Webinar
MACHINE LEARNING SERIES
Alloy Design Based on Artificial Intelligence and Machine Learning
The emergence of generative Artificial Intelligence (AI) and large language models has significantly enhanced the potential of machine learning and AI in the field of materials design. For example, the success of AlphaFold in protein structure prediction has demonstrated the powerful capabilities of generative AI in uncovering complex relationships between material composition, structure, and performance. However, the challenges in alloy design are even more daunting, with a broader compositional space, more complex synthesis processes, and deeper intrinsic mechanisms. Coupled with the smaller experimental datasets, the application of AI in this field is even more challenging. Applying cutting-edge AI technologies to alloy design can significantly improve design efficiency, shorten experimental cycles, and reveal underlying mechanisms, which is a major challenge we face.

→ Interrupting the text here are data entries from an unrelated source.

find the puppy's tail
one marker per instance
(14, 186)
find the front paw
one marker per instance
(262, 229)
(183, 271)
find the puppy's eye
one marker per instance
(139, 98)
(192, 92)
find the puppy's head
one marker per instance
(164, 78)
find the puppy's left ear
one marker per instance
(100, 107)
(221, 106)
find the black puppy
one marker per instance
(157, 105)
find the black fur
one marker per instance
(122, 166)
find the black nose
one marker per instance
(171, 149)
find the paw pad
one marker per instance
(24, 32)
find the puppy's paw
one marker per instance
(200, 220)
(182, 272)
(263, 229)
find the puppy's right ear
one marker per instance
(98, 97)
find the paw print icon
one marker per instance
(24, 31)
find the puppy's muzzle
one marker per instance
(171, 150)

This webinar discusses the application of machine learning and AI in the design of high-entropy alloys, showcasing how to efficiently develop near-zero thermal expansion high-entropy Invar alloys. The webinar introduces PDGPT, a ChatGPT-based large language model designed to streamline the acquisition of magnesium alloys Phase Diagram information with high efficiency and accuracy. Enhanced by prompt-engineering, supervised fine-tuning and retrieval-augmented generation, PDGPT leverages the predictive and reasoning capabilities of large language models along with computational phase diagram data.